What Trump did was withhold aid authorized by Congress and asked the Ukraine to do a
personal favor to him in exchange for carrying out the duty he was obligated to do by law. There is ample evidence that the hoops the Trump administration jumped through to hold up the aid were so extreme two civil servants who would normally be handling this sort of thing resigned over it citing they were being asked to break the law. There are witnesses to the July 25th phone call who have testified that they were very concerned about Trump's behavior on the phone call.
In short Trump asked the Ukraine to do him a favor that would benefit him personally (announce they were going to investigate his political opponent) in exchange for his legal duty to deliver aid authorized by Congress. His administration went to extremes to hold up that aid illegally.
In the theory of an absolute monarch, the monarch and the state are the same thing. What the monarch wants is what the state wants and there is no distinction. This was common in the 18th century, but the US Constitution was specifically constructed to separate the individual serving as head of state from the country itself. The head of state under US law is obligated to serve the needs of the whole. There is a lot of leeway in this and most presidents have skated the line, but at the end of the day no president has tried to be an absolute monarch anything close to what Trump has tried.
There is no evidence that the Obama administration, or any other, has tied foreign aid to
personal gain anything like Donald Trump did. There are many times foreign policy has been done in such ways to try and help the party in power. IMO, this is not good, but it's in the gray zone legally. By asking a foreign power to do something to help him directly in an election, he both solicited a bribe and asked a foreign power to interfere in a US election, which is another crime.
The laws on what constitutes domestic meddling in US elections have loopholes exploited by many, but the foreign interference part of US election law is pretty clear.
Your arguments about this boil down to conservative media what aboutism that completely contradicts or warps both the facts and the law.
Previous presidents have committed impeachable offenses and got away with it. But we are dealing with the crimes of the current president and the case laid out thus far is very clear if you understand the law at all. The few legal experts who disagree with Trump's guilt have excessively weak arguments for their position.
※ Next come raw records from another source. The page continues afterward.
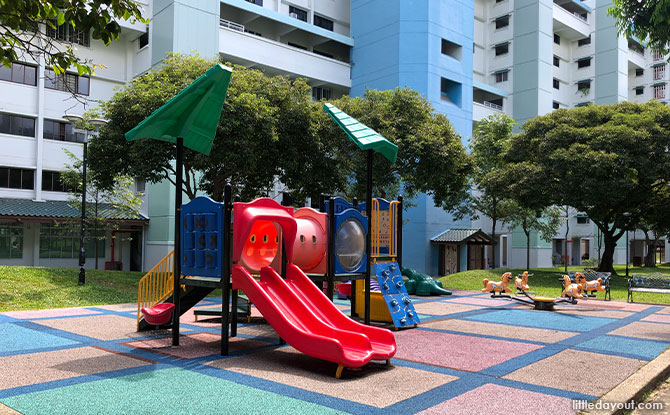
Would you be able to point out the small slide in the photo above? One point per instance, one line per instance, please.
(382, 340)
(301, 326)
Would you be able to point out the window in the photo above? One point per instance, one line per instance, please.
(62, 241)
(327, 55)
(452, 49)
(67, 82)
(17, 125)
(19, 73)
(319, 93)
(11, 240)
(583, 63)
(501, 76)
(584, 86)
(323, 22)
(659, 72)
(144, 39)
(51, 181)
(585, 41)
(17, 178)
(61, 131)
(502, 49)
(67, 33)
(297, 13)
(502, 21)
(451, 91)
(659, 91)
(295, 45)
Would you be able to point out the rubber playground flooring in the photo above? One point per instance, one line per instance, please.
(471, 355)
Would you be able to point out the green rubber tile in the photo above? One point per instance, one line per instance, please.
(174, 391)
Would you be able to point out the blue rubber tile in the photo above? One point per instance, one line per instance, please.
(16, 338)
(174, 391)
(617, 344)
(542, 319)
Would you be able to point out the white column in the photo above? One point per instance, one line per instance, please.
(39, 130)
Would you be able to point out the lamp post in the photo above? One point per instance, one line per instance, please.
(73, 118)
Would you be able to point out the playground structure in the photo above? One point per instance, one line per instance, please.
(499, 289)
(211, 252)
(422, 284)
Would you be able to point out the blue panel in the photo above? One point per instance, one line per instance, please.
(341, 205)
(395, 294)
(340, 218)
(202, 238)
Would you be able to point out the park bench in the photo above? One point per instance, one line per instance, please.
(591, 275)
(652, 283)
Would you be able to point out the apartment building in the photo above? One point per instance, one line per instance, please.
(470, 59)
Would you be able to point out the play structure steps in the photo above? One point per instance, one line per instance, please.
(156, 287)
(316, 332)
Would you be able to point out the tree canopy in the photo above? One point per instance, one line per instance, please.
(606, 161)
(49, 29)
(648, 20)
(270, 131)
(489, 195)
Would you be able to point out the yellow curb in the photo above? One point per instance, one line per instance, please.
(639, 383)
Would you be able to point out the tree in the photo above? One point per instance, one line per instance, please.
(48, 28)
(605, 161)
(120, 197)
(545, 222)
(489, 196)
(648, 20)
(245, 150)
(431, 157)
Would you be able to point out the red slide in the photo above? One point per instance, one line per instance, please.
(293, 320)
(382, 340)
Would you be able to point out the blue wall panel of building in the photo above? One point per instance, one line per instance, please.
(397, 44)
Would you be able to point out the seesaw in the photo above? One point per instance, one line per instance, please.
(499, 289)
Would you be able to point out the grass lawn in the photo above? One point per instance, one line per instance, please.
(33, 288)
(545, 281)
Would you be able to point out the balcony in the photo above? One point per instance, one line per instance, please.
(239, 44)
(569, 20)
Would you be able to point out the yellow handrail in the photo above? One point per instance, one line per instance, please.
(156, 285)
(376, 232)
(393, 228)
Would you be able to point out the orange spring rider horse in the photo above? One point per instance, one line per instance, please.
(521, 284)
(498, 286)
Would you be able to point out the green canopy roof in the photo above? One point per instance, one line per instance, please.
(365, 137)
(192, 114)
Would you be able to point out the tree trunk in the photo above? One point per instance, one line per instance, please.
(493, 237)
(607, 261)
(650, 258)
(527, 232)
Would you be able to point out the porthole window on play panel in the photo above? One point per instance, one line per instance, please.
(350, 244)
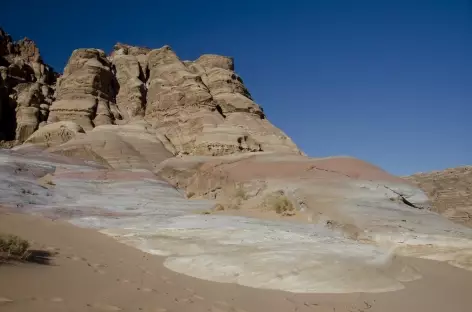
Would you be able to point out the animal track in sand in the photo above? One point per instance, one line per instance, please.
(4, 300)
(223, 306)
(104, 307)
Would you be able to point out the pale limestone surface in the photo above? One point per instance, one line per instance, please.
(143, 211)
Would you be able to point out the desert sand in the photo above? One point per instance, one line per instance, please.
(90, 271)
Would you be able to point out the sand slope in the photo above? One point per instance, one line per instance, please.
(93, 272)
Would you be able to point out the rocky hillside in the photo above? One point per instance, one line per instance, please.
(450, 191)
(196, 107)
(26, 88)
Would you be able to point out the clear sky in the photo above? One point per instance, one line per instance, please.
(387, 81)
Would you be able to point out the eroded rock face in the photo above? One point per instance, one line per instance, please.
(450, 191)
(196, 107)
(86, 92)
(26, 88)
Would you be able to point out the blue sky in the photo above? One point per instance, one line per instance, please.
(387, 81)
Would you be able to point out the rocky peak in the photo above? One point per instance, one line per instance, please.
(26, 88)
(199, 107)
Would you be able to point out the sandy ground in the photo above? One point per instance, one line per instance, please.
(93, 272)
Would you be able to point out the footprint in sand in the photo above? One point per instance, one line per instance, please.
(104, 307)
(223, 306)
(198, 297)
(4, 300)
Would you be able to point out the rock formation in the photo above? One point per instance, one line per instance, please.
(125, 136)
(26, 88)
(450, 191)
(195, 108)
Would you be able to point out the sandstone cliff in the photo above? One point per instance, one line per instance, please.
(196, 107)
(450, 191)
(26, 88)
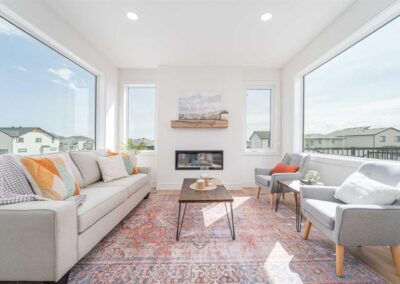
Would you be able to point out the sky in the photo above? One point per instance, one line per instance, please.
(258, 111)
(360, 87)
(41, 88)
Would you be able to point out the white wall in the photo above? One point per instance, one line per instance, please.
(359, 20)
(175, 81)
(38, 19)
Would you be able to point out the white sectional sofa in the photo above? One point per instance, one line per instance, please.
(43, 240)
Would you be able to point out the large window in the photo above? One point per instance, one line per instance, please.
(141, 115)
(47, 101)
(352, 102)
(258, 119)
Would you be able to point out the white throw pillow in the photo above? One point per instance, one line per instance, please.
(359, 189)
(112, 168)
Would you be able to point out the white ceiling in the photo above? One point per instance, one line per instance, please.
(199, 32)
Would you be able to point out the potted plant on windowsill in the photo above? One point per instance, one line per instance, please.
(224, 114)
(132, 148)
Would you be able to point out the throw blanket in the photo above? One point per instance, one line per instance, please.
(14, 186)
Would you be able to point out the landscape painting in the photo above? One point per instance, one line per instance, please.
(200, 107)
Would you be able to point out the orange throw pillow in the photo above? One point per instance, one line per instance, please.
(282, 168)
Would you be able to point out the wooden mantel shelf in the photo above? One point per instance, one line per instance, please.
(201, 123)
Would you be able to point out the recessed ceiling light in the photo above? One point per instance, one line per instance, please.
(132, 16)
(266, 17)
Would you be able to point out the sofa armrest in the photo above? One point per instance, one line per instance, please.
(144, 170)
(319, 192)
(38, 240)
(372, 225)
(262, 171)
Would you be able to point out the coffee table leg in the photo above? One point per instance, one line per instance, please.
(298, 212)
(279, 191)
(231, 226)
(180, 222)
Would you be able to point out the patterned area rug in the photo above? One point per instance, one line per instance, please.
(267, 249)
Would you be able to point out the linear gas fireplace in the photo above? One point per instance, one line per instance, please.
(195, 160)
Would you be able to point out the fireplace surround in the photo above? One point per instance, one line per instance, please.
(196, 159)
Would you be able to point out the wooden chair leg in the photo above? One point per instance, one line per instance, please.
(307, 230)
(271, 200)
(339, 260)
(395, 250)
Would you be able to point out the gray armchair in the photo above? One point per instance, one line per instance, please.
(355, 225)
(266, 180)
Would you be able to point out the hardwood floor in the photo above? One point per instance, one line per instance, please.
(378, 258)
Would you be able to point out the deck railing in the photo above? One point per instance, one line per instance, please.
(384, 153)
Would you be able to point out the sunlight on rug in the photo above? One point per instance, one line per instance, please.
(267, 249)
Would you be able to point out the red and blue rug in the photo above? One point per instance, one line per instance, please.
(267, 249)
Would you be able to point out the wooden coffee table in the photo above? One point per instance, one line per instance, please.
(219, 195)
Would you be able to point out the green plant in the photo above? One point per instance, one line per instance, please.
(130, 146)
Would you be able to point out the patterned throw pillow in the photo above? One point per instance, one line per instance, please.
(14, 186)
(129, 161)
(51, 177)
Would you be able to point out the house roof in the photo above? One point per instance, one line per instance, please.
(146, 141)
(359, 131)
(261, 134)
(19, 131)
(346, 132)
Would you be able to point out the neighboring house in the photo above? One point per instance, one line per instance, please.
(149, 143)
(260, 140)
(75, 143)
(27, 141)
(359, 137)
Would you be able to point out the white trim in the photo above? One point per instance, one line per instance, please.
(38, 34)
(125, 108)
(370, 27)
(275, 95)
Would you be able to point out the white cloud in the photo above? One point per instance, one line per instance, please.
(20, 68)
(10, 30)
(65, 78)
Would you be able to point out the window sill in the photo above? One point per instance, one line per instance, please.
(260, 153)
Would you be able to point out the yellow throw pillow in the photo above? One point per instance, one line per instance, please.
(129, 161)
(51, 177)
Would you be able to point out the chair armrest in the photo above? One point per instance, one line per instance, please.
(38, 240)
(262, 171)
(319, 192)
(367, 225)
(144, 170)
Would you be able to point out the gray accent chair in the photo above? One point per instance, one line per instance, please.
(266, 180)
(355, 225)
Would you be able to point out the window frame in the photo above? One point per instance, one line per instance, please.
(300, 79)
(126, 116)
(99, 82)
(273, 150)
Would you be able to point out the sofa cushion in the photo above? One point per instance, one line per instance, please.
(51, 176)
(131, 183)
(99, 202)
(264, 180)
(86, 161)
(323, 211)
There is a saying among lawyers that
If you have the law on your side pound the law
If you have the facts on your side, pound the facts
If you have neither, pound the table
The Republican/conservative media talking points amount to a lot of table pounding. The rest of the legal world has been touting both facts and laws. The job of conservative media is to sow some doubt and provide some wiggle room for the Republicans, but every time they try a new tactic, facts prove them fools.